それに気が付いたリポーターがいいネタを見つけたとばかりに話しかけた。
『カイさん、この床の書き殴りはやはりアイディアが浮かんだ瞬間に書き留めたものですか!?』
『あ~……それは、 開発許可が下りなかった時の恨み言とか罵詈雑言。映さない方が良いかも、かなりギリギリの奴だし名指しで書き連ねてるから。どうしても刻み込んでおきたくなったんだよね。くそっ、思い出したら腹立って来た。おいこら開発局! テメエらのうのうと暮らせてんのは少なくともあたしのおかげでもあるんだからなああああ』
真っ青な青空の下で澄んだ色の海の映像に変わり、「映像に乱れが起きております。少々お待ちください」と丸い文字のテロップが上がれた。

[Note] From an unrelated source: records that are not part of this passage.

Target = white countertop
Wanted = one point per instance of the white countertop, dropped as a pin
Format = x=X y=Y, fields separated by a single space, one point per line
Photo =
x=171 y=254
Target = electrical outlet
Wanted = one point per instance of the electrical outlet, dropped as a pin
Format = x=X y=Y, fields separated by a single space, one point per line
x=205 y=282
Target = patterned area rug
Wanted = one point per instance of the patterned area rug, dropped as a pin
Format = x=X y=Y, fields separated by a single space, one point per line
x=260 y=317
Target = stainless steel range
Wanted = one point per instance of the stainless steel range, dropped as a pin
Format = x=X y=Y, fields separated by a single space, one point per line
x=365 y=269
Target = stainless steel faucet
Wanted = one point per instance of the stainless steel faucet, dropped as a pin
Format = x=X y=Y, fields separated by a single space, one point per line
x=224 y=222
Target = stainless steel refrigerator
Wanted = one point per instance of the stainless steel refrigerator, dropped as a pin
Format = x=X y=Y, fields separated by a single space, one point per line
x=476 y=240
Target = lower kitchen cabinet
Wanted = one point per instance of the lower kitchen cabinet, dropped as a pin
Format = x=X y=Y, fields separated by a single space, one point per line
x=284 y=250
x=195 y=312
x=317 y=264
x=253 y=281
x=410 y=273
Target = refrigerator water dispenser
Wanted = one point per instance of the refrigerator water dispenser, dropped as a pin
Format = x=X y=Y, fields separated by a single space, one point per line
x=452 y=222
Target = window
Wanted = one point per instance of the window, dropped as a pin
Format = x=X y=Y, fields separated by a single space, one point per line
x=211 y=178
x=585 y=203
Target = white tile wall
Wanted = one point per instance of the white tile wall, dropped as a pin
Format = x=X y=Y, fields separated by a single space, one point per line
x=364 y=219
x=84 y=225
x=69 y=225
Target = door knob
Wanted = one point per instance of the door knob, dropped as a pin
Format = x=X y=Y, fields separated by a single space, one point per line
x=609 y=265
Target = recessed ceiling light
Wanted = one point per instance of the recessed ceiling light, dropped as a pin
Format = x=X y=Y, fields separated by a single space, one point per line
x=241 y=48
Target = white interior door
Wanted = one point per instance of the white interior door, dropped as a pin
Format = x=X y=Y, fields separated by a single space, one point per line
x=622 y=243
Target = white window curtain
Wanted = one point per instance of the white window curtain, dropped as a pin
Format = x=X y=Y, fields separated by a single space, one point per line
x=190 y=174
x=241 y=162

そして編集したのだろうか、インタビューの途中のような甲斐とリポーターが入り込んだ。
気のせいでなければ、リポーターはしきりに帰りたそうにしている。
『はいっ、もういつでも卒業出来る状態という事でしたが、各機関や企業からの開発依頼に答えているという事ですね!素晴らしい! カイさんの開発により、私達の生活が豊かになっているのは確かです! さあ、では最後にカイさんが今行っているお仕事を教えて下さい! 一言で! 一言で構いませんよ!』
『え~もう終わり? なんだよなんだよー。今やってる仕事かあ、結構守秘義務多くてさあ。そうだなあ……、依頼元は勿論言えないんだけど……あんまり好きじゃない仕事してるよ。平和主義だからさ~、あたしは。まあ、相手が良い奴だから別に良いんだけど』
『そうなんですか! では、その気の合う方のいらっしゃる所へ卒業後は行く予定ですか?』
『う~ん。あたしがまだここにいるのは開発と研究の設備が抜群だからって理由だし……。この仕事も長引きそうで、相手の所に何度も出入りしてるからいっそそれでもいいんだよね。向こうもでかいから、設備も上々みたいだし。あれ、この発言はセーフ? アウト?」
言い終わるや否や、さっと立ち上がってカメラに手を振るリポーターに合わせ、大きめの白衣から指先だけを出して同じように手を振る甲斐。
ここで映像は終わっていた。
「……ちょっと、待って? これ……この研究って……」
映像の中での平和主義なのに余り好ましくない開発の仕事をしているという発言。
そして依頼元が大きい会社や機関であること。
長期に渡る大規模な仕事内容。
焼き付けた映像が、音声が全て頭の中を巡った。
『ゼータが行っていたとされる大量殺戮兵器開発』
重厚な扉の向こうにいた人物。
険しい顔をしていたシェアト。
ゼータも部隊の人間も、どちらの命も助けると明言したルーカス。
ゼータの兵器開発に携わっていたのは、この世界の自分なのではないだろうか。